Tuesday, October 18, 2011

Harlem & Theme for English B

            As I read each of these Langston Hughes poems I felt that they went along with our discussion about what it meant to be an African American during the 1920’s and throughout the Harlem Renaissance. Both of these poems show Langston Hughes’ perspective on this issue several decades later. I find it very sad that the position African Americans were in had not changed much in the years between when Cullen and Hughes’ poems were published.
            “Harlem” is a brief poem about what happens when dreams are deferred. The first thing that came to my mind after reading this poem was a play I read in high school called “A Raisin in the Sun”. This play took its name from a line in “Harlem” and is about an African American family who struggles to meet their dreams. My prior knowledge of this play definitely helped me in reading and understanding this poem. One other thing I noticed about  “Harlem” was the almost gruesome images Hughes creates. He compares dreams to rotting meat and festering sores, which is far from the “reach for the stars” point of view that most people have today. This imagery made me realize how wrong it was that African Americans, like the family in the play, were often unable to follow their dreams simply because of the color of their skin.
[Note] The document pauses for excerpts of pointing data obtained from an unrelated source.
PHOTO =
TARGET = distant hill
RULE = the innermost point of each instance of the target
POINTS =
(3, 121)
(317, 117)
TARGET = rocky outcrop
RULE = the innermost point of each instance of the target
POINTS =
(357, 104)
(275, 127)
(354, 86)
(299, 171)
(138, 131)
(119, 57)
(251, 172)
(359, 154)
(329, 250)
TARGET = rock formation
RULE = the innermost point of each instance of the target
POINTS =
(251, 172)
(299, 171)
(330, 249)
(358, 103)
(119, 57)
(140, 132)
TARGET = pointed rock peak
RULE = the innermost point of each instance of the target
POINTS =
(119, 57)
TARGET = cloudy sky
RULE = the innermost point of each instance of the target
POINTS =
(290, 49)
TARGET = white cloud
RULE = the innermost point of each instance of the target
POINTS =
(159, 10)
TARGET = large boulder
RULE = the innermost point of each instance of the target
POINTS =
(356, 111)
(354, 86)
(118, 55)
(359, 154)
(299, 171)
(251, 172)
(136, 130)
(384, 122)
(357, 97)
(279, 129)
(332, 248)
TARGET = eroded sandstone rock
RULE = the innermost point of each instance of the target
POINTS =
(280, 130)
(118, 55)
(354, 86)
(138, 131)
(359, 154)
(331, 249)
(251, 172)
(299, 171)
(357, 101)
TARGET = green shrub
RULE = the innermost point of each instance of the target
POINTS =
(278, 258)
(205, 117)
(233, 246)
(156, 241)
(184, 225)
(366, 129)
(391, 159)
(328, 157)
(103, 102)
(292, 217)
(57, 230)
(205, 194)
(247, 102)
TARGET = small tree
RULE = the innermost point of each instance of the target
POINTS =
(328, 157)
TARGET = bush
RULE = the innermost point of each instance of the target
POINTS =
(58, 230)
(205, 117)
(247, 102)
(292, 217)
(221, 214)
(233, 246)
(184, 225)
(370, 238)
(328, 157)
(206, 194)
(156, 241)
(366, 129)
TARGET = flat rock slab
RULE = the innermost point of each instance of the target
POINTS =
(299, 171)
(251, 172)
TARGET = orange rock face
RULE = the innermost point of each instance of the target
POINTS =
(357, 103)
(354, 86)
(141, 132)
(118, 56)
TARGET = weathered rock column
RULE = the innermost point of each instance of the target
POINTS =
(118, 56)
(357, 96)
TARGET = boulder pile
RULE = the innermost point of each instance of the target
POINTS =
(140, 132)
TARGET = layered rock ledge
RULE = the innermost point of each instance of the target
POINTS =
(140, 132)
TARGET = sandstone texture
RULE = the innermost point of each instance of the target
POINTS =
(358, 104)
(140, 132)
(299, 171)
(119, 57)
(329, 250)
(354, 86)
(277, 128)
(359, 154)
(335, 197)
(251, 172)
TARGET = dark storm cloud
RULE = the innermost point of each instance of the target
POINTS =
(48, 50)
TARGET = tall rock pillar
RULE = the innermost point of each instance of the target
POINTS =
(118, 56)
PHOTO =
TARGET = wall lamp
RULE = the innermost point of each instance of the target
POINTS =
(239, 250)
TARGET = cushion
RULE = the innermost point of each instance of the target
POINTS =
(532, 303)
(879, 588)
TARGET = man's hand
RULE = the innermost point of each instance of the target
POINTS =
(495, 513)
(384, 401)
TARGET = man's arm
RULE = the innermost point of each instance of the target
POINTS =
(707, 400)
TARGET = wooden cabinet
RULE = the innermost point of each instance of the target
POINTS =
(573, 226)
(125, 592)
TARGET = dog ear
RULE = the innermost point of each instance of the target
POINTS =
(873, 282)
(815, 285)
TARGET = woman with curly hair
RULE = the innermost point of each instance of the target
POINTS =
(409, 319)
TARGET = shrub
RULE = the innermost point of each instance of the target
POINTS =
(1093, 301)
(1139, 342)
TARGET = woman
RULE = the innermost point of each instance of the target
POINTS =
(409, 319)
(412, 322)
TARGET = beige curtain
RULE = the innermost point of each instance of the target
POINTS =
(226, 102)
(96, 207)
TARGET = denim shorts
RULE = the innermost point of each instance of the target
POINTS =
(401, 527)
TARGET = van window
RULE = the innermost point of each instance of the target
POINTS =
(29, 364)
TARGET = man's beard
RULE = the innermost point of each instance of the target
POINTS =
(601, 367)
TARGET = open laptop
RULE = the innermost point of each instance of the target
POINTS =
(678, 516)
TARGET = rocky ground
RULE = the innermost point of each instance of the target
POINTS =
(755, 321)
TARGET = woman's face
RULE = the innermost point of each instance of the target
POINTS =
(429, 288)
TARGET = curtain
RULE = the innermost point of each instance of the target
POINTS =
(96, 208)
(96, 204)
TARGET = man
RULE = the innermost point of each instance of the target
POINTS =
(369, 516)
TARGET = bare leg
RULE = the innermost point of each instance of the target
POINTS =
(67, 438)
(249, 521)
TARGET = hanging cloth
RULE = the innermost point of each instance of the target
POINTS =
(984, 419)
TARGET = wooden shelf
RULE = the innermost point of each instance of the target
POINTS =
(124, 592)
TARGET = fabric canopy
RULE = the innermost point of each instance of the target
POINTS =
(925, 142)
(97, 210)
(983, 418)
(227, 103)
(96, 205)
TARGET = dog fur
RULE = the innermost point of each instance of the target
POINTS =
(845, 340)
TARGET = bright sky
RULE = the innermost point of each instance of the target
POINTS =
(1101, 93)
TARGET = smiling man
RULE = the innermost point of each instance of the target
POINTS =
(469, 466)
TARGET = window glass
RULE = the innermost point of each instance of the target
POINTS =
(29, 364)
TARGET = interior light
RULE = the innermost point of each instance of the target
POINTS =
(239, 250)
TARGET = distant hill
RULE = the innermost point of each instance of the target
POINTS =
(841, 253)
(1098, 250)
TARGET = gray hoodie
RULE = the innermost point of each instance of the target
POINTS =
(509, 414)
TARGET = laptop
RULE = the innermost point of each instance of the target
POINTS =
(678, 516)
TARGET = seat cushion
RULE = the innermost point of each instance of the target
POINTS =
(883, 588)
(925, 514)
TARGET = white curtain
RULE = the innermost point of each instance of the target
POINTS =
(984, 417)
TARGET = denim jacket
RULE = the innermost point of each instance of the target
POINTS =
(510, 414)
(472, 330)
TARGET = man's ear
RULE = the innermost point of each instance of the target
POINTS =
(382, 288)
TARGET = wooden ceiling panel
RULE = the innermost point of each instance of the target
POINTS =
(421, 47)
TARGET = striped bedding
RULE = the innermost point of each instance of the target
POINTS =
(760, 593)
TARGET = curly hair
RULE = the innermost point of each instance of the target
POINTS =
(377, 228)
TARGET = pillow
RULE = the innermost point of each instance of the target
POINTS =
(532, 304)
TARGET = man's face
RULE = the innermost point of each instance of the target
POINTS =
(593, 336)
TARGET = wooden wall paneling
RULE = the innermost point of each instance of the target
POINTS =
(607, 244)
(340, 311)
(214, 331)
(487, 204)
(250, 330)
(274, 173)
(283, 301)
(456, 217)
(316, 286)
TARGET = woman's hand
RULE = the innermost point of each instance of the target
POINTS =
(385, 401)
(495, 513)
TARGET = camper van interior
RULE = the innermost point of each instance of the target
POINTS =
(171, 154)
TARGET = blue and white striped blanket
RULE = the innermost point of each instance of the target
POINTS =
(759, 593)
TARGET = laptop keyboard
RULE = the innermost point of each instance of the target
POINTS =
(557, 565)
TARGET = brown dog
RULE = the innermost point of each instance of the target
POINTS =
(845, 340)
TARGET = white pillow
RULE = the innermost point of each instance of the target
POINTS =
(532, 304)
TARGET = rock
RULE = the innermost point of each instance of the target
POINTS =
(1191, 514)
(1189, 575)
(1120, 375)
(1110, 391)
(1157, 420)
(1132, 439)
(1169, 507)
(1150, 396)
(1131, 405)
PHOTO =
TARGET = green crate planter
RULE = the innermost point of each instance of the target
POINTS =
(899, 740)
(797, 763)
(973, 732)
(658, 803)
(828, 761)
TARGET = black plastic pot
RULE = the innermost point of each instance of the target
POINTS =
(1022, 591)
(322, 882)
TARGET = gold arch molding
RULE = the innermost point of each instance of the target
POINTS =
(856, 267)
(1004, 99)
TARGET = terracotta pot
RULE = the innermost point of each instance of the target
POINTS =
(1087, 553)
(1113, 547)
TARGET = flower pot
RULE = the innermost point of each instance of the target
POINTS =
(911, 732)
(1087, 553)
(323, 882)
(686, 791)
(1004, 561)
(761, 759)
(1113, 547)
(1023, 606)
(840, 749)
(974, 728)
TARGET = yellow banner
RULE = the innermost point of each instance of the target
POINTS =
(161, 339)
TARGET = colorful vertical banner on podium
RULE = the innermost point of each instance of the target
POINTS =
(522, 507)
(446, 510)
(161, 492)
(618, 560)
I felt Hughes’ “Theme for English B” was about the unity that should exist between people of all ethnicities. The speaker in the poem begins by discussing how the fact that he is black doesn’t mean he doesn’t enjoy the same things that people of other races enjoy. He goes on to discuss how the color he puts on his paper will be a part of the professor, and how he and the professor are part of each other. They are both American, and can learn from one another. This poem also made me think of Cullen’s “Heritage” and the sense of isolation that the speaker felt. While I did get a sense of isolation from the speaker in “Theme for English B” it didn’t feel as inescapable as in “Heritage”. The speaker seems more confident about his situation in this poem.